The fear that others might have felt, however, didn't matter to them. To them, the worst had already happened. You see, they had three children, but their eldest, Charles, had died by suicide. My Uncle Morty was their youngest child, their golden boy, and he too had tried to end his own life when he was first grappling with his sexuality. They were not going to let that happen.
What my grandparents didn't know was that their intuition -- that parental support and family affirmation could save their child's life -- was right on target; in fact, their instincts would turn out to be evidence-based facts.
The Family Acceptance Project at San Francisco State University has found that LGBT youth who experience high levels of rejection by their families are:
* More than 8 times as likely to have attempted suicide
* Nearly 6 times as likely to report high levels of depression
* More than 3 times as likely to use illegal drugs, and
* More than 3 times as likely to be at high risk for HIV and sexually transmitted diseases when compared with youth who are not rejected by their families because of their gay or transgender identities.
However, even the smallest amount of family acceptance can turn these numbers around.
The simple building blocks of common decency I was taught in my childhood have helped shape who I am as a person, a parent, and a doctor. I specialize in family medicine and try to give advice that is going to help the body, spirit, and mind -- all related. In my office, I have patients, some young children, who are just figuring out their identity and sexuality. I have had children suffer with depression until their parents figured out that their insistence on a gender identity other than that with which they were born was not a phase. Once they are accepted for who they are, I see the happy looks on their faces and the ease in their bodies. Doctor visits for tummy aches for which there is no physical cause disappear.
The opposite, unfortunately, is also a reality: Young people who have been thrown out of their house due to their sexuality show up in my practice frequently with chronic complaints or depression. For these folks, the best path that I have seen is when they develop a community outside of family that can help with resilience and self-acceptance. There is always sadness, however, and my patients who have been rejected by their families do frequently struggle with depression, anxiety, and sometimes substance abuse.

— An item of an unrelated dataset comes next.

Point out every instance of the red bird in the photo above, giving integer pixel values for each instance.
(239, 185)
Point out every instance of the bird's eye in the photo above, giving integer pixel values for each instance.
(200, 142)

Having a medical home in which sexuality and gender identity are accepted as a given is important -- I am so happy to provide that -- but my really successful patients are the ones for whom their family primarily provides such an environment.
My grandparents, Jeanne and Jules Manford, are gone now. They provided me with a remarkable childhood full of love and life lessons. I saw firsthand through their relationships and activities how the political was personal. I saw how individuals could make a difference by using their voices and hearts. I began, as a child, to understand how the mental and physical health of each family member was dependent on the others. My grandparents shared with me the pain of having lost a child, and they taught me through their words, political activities, and actions at home how to save a life. I believe that their message of love, pride, and acceptance is needed now more than ever, and I am so grateful that 45 years later, PFLAG carries on what they started.
AVRIL SWAN is family physician based in San Francisco and a proud granddaughter of Jeanne and Jules Manford, the founders of PFLAG.